Meet the 10 Lichting 2022 finalists: Signe Munch Grønlund

We are more than proud to present the 10 finalists of Lichting 2022. Before their debut to the public on the 2nd of September, AFW sat down with each participant to talk about their collection and their plans for the upcoming Lichting show. This week we would like to introduce you to KABK graduate Signe Munch Grønlund!

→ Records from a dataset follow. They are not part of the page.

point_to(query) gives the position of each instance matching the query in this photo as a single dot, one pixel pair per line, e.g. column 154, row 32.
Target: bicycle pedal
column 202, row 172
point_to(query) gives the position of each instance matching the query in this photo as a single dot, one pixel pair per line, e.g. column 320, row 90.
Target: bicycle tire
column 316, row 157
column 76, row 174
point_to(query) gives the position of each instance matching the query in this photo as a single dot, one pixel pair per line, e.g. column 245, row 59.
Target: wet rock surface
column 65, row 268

How did the concept behind your graduation collection come to being?
As a child, dressing up, making costumes out of trash bags, scarves, pillow cases, and doing performances was a ritual and a form of expression. The concept came to being by revisiting the innocence and freedom of the childhood masquerade. A time before perceptions of symbol and value had frozen solid. A space, where the form of expression was limited to your very surroundings and the beauty within it. A space where the act of dressing up was taken very seriously one moment, and the next you would crack up laughing. A space, where nothing is too silly and nothing is too serious, where you can be the clown, the mattress or gorilla you want to be. This collection came to being by exploring the poetry of the everyday masquerade.

How would you describe your signature as a designer? How does this reflect in your collection?
As a designer, I wish to present a way of thinking, an approach to making. The aesthetics of my work always derive from an urge to change the order and hierarchy of the symbols and values certain objects contain, through humour and chaos. I do so by dressing up, fooling around, dressing down and showing the poetry of this process. The fool is fooling the fools, when I turn utilitarian objects, basic patterns and wigs inside out, upside down and shift them from one context to another.

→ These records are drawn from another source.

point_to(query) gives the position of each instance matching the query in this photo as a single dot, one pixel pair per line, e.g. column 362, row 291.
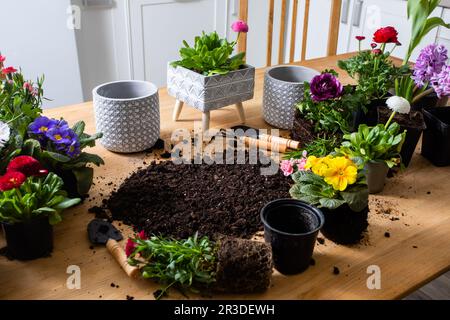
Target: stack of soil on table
column 178, row 200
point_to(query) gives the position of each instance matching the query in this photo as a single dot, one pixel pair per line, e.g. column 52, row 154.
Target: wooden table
column 416, row 251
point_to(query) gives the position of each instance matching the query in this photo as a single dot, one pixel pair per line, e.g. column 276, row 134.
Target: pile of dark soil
column 243, row 266
column 178, row 200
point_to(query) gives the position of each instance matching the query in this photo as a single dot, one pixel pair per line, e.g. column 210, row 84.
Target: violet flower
column 325, row 86
column 41, row 125
column 430, row 62
column 441, row 82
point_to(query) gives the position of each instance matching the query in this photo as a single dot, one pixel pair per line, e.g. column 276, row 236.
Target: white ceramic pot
column 127, row 113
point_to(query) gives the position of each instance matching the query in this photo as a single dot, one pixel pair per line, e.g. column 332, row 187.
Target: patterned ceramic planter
column 283, row 89
column 127, row 113
column 207, row 93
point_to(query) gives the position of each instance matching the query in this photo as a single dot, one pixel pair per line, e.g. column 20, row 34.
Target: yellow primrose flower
column 341, row 173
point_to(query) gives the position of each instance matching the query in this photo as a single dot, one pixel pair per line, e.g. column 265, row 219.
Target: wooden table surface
column 416, row 252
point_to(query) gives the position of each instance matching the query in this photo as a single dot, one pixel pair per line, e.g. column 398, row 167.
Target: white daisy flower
column 398, row 104
column 4, row 134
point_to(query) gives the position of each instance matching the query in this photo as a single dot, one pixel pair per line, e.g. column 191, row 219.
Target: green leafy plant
column 378, row 144
column 184, row 263
column 419, row 12
column 210, row 55
column 61, row 162
column 35, row 197
column 331, row 183
column 330, row 116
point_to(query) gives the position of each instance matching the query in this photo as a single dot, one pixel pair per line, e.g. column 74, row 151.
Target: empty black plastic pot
column 291, row 227
column 29, row 240
column 436, row 138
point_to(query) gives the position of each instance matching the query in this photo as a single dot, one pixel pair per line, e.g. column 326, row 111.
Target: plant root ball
column 243, row 266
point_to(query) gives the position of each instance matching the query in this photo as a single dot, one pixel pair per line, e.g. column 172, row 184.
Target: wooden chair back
column 333, row 33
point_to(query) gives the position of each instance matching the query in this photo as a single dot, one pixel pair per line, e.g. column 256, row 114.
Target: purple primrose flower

In my collection, I fool around with the ordinary. We are surrounded by the ordinary, but somehow its innate beauty doesn’t catch our attention. I explore the poetry in boredom, uniformity and ugliness, by fooling around with ordinary utilitarian objects: an inflatable mattress, a sewing machine cover, couch covers and restriction tape. By playing with these objects and by presenting them in a fashion context, I subvert the perception of these as merely functional and exalt them to a state of poetic hyper ordinarity.

On July 29th, you were introduced to the Lichting jury for the first time. How did you experience this moment? What feedback do you take with you to your presentation during AFW?
The presentation was a good opportunity to show the collection and share perspectives with professionals from the field. Doing the presentation was a great moment to get some fresh eyes with different backgrounds to look at my work.

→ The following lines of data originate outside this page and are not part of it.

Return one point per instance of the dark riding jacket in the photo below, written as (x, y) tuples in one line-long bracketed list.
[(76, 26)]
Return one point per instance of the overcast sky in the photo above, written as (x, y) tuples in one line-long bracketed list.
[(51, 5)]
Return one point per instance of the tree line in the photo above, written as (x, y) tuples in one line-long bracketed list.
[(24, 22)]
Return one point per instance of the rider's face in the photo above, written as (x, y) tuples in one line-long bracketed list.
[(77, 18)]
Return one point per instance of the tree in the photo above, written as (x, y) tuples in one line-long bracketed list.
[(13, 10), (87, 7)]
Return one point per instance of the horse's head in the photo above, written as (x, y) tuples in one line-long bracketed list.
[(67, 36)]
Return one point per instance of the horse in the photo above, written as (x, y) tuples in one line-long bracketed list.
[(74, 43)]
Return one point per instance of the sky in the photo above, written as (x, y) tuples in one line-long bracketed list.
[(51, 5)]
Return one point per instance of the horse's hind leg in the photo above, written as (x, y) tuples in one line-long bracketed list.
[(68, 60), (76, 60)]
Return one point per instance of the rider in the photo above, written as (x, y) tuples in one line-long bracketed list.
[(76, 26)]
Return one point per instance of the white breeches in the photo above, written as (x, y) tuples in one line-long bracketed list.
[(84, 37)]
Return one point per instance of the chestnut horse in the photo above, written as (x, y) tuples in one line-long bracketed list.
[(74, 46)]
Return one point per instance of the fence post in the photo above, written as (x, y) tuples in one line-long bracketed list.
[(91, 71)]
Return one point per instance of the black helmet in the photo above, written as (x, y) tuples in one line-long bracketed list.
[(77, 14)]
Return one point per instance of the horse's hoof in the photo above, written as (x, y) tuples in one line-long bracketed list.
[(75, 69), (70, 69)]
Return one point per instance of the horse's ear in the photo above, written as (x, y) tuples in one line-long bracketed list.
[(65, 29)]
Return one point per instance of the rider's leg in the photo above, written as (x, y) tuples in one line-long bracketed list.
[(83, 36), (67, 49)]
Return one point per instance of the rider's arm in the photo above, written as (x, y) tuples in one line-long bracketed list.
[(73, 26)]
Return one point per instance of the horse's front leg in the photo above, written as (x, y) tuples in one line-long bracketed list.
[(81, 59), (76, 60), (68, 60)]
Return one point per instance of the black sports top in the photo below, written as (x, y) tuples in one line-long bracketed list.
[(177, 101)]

Which piece from the collection are you most proud of? Why?
I have turned an old Intex air mattress inside out and then with a few cuts and seams, I have repurposed it as a rubber raincoat. This coat sums up my approach as a designer very well. The air mattress is an object that already serves a functional purpose in relation to humans. With a few cuts and seams, I have turned the mattress into a coat. By doing so, I have given it a new function and added an aesthetic value to the material. The air mattress has shifted from only being functional in one context to serving a functional and aesthetic purpose in a fashion context.

What would be the ideal way to present your collection to the public in September? Can you already say something about what you currently have in mind?
The only thing I can say is that hopefully some can goods will be handed out in September.